Determine if the integral $$\int^{2}_{0} \dfrac{\sec^2(x)}{x\sqrt{x}}dx$$ converges or diverges?
I know that it is positive on this interval so I can use the convergence/divergence theorem.
This integral has to discontinues, $x=0, x=\pi/2$, and so this makes me think that it diverges. I have to find a smaller function. I have trouble here.
How do I make the numerator $\sec^2(x)$ smaller? I can make the denominator bigger by just making it $x$, or $x^2$, but I need help with the numerator.
On
$\sec x = \frac{1}{\cos x} = \frac{1}{\sin\left(\frac{\pi}{2} - x\right)}$ is asymptotically $\frac{1}{\frac{\pi}{2} - x}$ as $x \to \frac{\pi}{2}$.
But $$\frac{1}{x\sqrt{x}\left(\frac{\pi}{2} - x\right)^2}$$
clearly blows up too fast as $x \to \frac{\pi}{2}$, so there is no convergence.

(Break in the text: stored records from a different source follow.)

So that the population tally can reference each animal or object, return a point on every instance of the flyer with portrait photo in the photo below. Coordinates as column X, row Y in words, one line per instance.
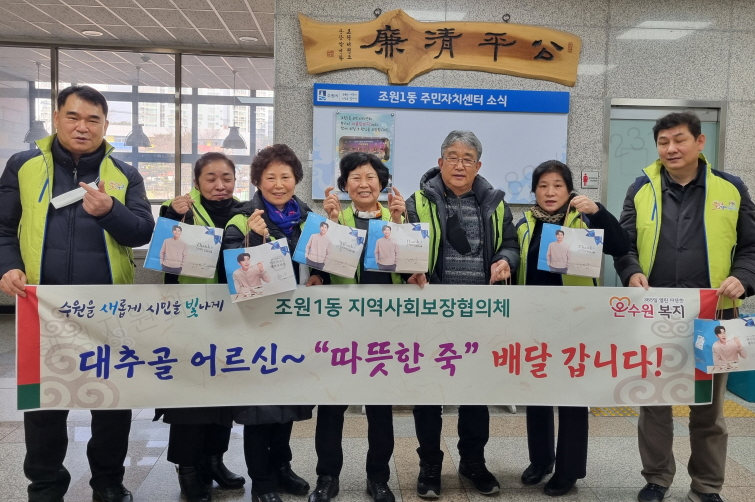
column 725, row 346
column 394, row 247
column 330, row 247
column 571, row 251
column 183, row 249
column 259, row 271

By the way, Simply Beautiful Art's solution is probably easier. It's just that this function has $2$ (bad) singularities, so we can choose which one to work with.
I prefer to use this:
$$\frac{\sec^2(x)}{x^{3/2}}\ge\frac1{x^{3/2}}$$
It thus follows that
$$\int_0^2\frac1{x^{3/2}}\ dx=\frac{-2}{x^{1/2}}\bigg|_0^2$$
And we immediately conclude from there.